Friday, June 1, 2012

Auschwitz Survivor's Family Must Give Back Gold Tablet to German Museum

 picture taken in January 1945 depicts Auschwitz concentration camp gate and railways after its liberation by Soviet troops.

NEW YORK - Usually, it’s Holocaust victims suing to get their stuff back from Germany; this time, it’s the other way around.


There’s been speculation that sometime in the 1940s, Holocaust survivor Riven Flamenbaum may have swapped a pack of smokes for a gold tablet no bigger than a Post-it note, which he kept until his death.

But however Flamenbaum got the priceless treasure, a New York court has ruled it belongs to a German museum and must be given back.

The Flamenbaum family intends to appeal the decision by the state appellate court in Brooklyn, a lawyer for the family said Friday.

“We’re extremely disappointed,” said attorney Seth Presser. “We believe it a terribly inequitable decision.”

The appeals court ruling issued earlier this week reversed a 2010 decision by a Nassau County Surrogate Court judge who found that the Vorderasiatisches Museum in Berlin had taken too long to claim an ancient artifact so rare that lawyers say it defies valuation.

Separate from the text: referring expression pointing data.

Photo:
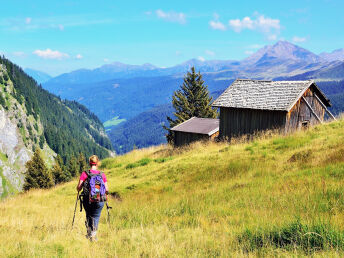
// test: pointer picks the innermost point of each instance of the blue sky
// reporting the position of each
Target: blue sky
(61, 36)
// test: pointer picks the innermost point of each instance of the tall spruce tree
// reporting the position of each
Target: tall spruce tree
(192, 99)
(73, 166)
(82, 162)
(37, 174)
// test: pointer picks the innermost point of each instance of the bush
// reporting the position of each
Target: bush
(294, 236)
(142, 162)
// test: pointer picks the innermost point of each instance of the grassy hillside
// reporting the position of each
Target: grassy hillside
(276, 195)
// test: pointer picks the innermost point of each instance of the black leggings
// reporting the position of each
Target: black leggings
(93, 211)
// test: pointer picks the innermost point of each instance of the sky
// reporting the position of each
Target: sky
(59, 36)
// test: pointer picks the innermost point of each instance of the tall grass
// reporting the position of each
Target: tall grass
(204, 200)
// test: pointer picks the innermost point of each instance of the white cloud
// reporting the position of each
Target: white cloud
(261, 23)
(217, 25)
(19, 54)
(28, 20)
(171, 16)
(299, 39)
(248, 52)
(272, 37)
(255, 46)
(50, 54)
(210, 53)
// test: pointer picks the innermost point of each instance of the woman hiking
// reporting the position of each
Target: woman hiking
(95, 188)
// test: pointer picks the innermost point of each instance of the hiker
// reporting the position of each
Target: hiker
(95, 188)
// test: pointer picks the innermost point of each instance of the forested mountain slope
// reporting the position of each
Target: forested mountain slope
(274, 196)
(34, 118)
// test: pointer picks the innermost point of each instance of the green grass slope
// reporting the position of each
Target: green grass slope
(276, 195)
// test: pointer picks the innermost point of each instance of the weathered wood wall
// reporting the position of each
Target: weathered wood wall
(240, 121)
(300, 112)
(183, 138)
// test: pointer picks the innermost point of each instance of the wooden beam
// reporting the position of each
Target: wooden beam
(310, 107)
(328, 111)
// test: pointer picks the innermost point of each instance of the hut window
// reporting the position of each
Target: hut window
(305, 124)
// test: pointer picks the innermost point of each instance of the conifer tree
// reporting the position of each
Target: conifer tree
(82, 162)
(59, 172)
(37, 175)
(73, 167)
(192, 99)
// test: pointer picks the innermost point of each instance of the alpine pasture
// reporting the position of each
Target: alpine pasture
(274, 195)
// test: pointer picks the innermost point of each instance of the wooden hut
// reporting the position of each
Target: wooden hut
(248, 106)
(195, 129)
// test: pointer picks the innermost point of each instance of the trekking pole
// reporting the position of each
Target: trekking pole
(76, 203)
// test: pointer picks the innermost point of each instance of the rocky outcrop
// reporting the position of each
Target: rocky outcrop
(19, 136)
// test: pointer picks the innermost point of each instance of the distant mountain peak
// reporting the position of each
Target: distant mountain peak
(283, 50)
(337, 54)
(39, 76)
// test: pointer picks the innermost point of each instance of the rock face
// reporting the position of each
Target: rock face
(14, 155)
(19, 135)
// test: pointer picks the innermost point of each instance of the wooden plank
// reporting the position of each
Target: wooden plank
(311, 109)
(328, 111)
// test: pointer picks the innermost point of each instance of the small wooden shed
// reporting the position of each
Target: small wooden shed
(195, 129)
(248, 106)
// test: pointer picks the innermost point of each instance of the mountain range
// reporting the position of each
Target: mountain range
(39, 76)
(125, 91)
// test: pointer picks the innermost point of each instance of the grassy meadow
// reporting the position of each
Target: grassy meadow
(273, 196)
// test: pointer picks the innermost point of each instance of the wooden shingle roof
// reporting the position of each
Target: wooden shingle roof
(197, 125)
(266, 95)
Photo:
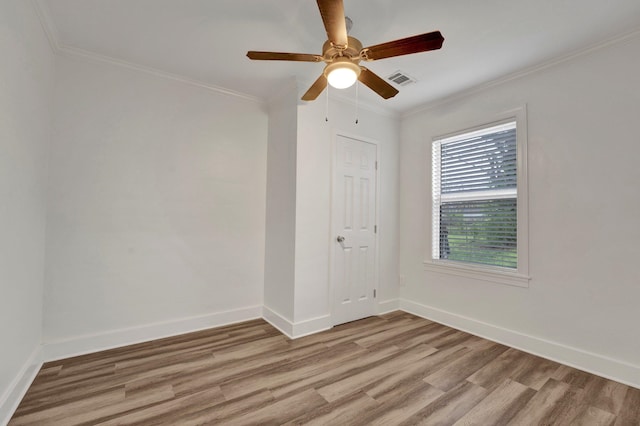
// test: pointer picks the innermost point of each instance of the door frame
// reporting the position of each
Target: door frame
(335, 133)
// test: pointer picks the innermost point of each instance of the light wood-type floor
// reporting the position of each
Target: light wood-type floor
(389, 370)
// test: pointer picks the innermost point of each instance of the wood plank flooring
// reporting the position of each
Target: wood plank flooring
(396, 369)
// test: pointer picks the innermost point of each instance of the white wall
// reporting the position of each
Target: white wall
(156, 203)
(313, 200)
(281, 209)
(584, 204)
(26, 83)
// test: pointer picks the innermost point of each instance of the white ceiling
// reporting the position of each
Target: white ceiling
(206, 40)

The reversal was “based on a simple proposition: Stolen stuff goes back,” Raymond Dowd, the museum’s attorney, said Friday. “This is a victory for all museums around the world.”

According to museum records and other documents, a team of German archaeologists discovered the tablet in 1913 in an area of Iraq that was part of Ottoman Empire. They say the piece—described as “the equivalent of a modern-day construction document”—dates to the 13th Century.

The tablet was on display from 1934 until the start of World War II, when it was placed in storage. At the end of the war, it was discovered missing.

The museum director has testified that Russian troops looted the museum. And family folklore suggests that once Flamenbaum was liberated from Auschwitz, he ran into a Russian general who made the artifact-for-cigarettes trade, Presser said.

“But the point is, we don’t know,” the lawyer said. “The only man who knows what happened here is dead.”

What’s certain is that Flamenbaum arrived in the United States in 1949 with the tablet among his few possessions. When he died on Long Island in 2003 at age 92, he left it to his three children.

With Flamenbaum’s estate still in flux in 2006, the museum sued for return of the artifact, claiming theft. But the surrogate court rejected the claim, citing the museum’s “inexplicable failure” for decades to report the tablet as stolen or missing, even after it learned in 1954 that it was briefly in the hands of a New York dealer.

The appeals court disagreed, saying the museum “established that it had legal title and superior right of the possession to the tablet.”

The tablet will remain in a safe-deposit box until the legal battle is resolved.